Exiger une communication écrite seulement
Dans plusieurs provinces, un débiteur peut aviser un agent de recouvrement que tout contact ultérieur doit se faire d'une façon précise.
La règle du Québec est la plus directe : dès qu'un débiteur avise par écrit un agent de recouvrement de ne traiter qu'avec un représentant légal, l'agent doit s'y conformer. La Colombie-Britannique permet de la même façon à un débiteur de demander un contact écrit seulement, ou un contact par l'intermédiaire d'un avocat, généralement par courrier recommandé, télécopieur ou courriel, bien que l'agent dispose d'un court délai pour y donner suite.
L'Ontario diffère.
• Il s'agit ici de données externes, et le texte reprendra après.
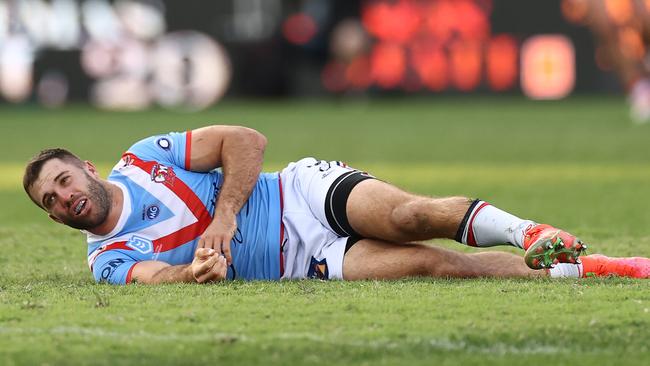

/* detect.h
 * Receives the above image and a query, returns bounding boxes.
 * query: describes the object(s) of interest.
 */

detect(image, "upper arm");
[188,125,266,171]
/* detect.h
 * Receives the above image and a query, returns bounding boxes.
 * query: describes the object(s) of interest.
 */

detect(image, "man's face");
[30,159,111,230]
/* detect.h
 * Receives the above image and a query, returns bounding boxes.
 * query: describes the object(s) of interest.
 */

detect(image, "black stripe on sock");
[455,199,481,244]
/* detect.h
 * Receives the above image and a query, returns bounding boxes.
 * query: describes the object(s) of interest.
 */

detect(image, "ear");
[47,214,63,224]
[84,160,99,178]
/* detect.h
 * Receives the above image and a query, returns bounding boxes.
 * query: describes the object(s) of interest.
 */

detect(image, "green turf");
[0,97,650,366]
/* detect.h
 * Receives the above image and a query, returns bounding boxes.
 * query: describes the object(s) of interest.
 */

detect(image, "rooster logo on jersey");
[151,164,176,185]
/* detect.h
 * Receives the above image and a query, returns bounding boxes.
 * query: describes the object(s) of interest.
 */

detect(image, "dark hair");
[23,148,84,206]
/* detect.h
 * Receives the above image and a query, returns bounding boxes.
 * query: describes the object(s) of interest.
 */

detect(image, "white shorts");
[280,158,372,279]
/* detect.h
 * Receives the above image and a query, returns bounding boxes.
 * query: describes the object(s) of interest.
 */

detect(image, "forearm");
[133,261,196,285]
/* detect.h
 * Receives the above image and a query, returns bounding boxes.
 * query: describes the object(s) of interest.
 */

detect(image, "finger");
[210,257,228,280]
[194,255,219,277]
[194,248,215,260]
[221,239,232,264]
[196,271,219,283]
[197,237,205,248]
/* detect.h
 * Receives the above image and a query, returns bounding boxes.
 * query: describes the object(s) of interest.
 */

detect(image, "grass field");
[0,97,650,366]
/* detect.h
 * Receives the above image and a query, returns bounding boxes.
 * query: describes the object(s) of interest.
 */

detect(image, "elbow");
[242,127,268,153]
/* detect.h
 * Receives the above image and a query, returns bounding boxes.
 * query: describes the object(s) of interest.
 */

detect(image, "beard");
[61,172,111,230]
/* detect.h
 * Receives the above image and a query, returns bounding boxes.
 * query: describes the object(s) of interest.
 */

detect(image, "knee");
[390,197,472,239]
[390,197,431,233]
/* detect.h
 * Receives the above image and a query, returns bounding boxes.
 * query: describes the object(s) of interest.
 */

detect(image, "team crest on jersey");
[307,257,330,280]
[126,235,153,254]
[156,137,172,150]
[120,155,133,168]
[142,205,160,220]
[151,164,176,185]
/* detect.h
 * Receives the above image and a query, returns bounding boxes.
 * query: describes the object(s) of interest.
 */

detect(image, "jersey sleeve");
[128,131,192,170]
[91,250,138,285]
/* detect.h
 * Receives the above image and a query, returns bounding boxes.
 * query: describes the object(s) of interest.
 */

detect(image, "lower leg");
[346,180,533,247]
[343,239,546,280]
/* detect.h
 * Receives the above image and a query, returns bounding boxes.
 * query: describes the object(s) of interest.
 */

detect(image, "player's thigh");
[346,179,418,242]
[343,239,474,280]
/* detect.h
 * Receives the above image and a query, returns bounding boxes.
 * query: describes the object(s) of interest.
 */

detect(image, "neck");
[88,181,124,235]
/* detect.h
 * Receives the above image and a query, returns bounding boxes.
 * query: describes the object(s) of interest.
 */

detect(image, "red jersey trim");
[126,262,140,285]
[278,175,284,277]
[185,130,192,170]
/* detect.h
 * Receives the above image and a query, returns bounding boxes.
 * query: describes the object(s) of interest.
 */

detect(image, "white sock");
[548,263,583,278]
[456,200,535,248]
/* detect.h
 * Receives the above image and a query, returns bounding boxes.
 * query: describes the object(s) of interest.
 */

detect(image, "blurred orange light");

Le simple fait de demander à communiquer par écrit seulement n'arrête pas, à lui seul, les appels téléphoniques en vertu de la CDSSA. Ce qui les arrête est un avis, transmis par l'entremise d'un avocat ou d'un parajuriste autorisé, ordonnant à l'agence de ne traiter qu'avec ce représentant, ou un avis contestant la dette et demandant une action en justice; l'un ou l'autre oblige légalement l'agence à cesser de contacter directement le débiteur. Confirmez le processus actuel auprès de l'organisme de réglementation de votre province.
Ce que ces règles ne changent pas
Aucune des règles de contact ci-dessus ne fait disparaître une dette réelle. Un agent de recouvrement qui respecte toutes les règles sur l'avis, les heures et la conduite peut continuer à réclamer le paiement, et un créancier qui n'est pas payé peut toujours poursuivre, pourvu qu'il agisse dans le délai de prescription applicable. Une fois ce délai expiré, un créancier ne peut généralement plus poursuivre avec succès pour la dette, mais la dette elle-même n'est pas automatiquement effacée et peut, dans certaines provinces, être ravivée si le débiteur effectue plus tard un paiement ou la reconnaît par écrit. Pour les délais précis, voir le délai de prescription au Canada, et pour les règles par province de façon plus générale, voir le droit canadien par province.
Comparaison des provinces
| Province | Avis écrit avant le premier appel | Heures d'appel (semaine et samedi) | Plafond hebdomadaire de contacts |
|---|---|---|---|
| Ontario | Oui, puis une attente de 6 jours | 7 h à 21 h | 3 contacts par 7 jours |
| Alberta | Non requis | 7 h à 22 h | 3 contacts par 7 jours |
| Colombie-Britannique | Oui, avec des exceptions limitées | 7 h à 21 h | La fréquence ne doit pas équivaloir à du harcèlement |
| Québec | Oui, puis une attente de 5 jours | 8 h à 20 h, du lundi au samedi seulement | La fréquence ne doit pas équivaloir à du harcèlement |
Avis de non-responsabilité
Cet article fournit des renseignements généraux sur les règles de recouvrement de créances au Canada. Il ne constitue pas un avis juridique. La réglementation des agences de recouvrement est établie à l'échelle provinciale, et les délais d'avis, les heures d'appel et les limites de contact décrits ici peuvent changer; les précisions ont été vérifiées pour la dernière fois en juillet 2026. Quiconque traite avec une agence de recouvrement, conteste une dette ou fait face à une action en justice devrait confirmer les règles actuelles auprès du bureau provincial de protection du consommateur ou d'un avocat ou parajuriste autorisé dans sa juridiction.
Questions fréquentes
Un agent de recouvrement peut-il m'appeler au travail au Canada?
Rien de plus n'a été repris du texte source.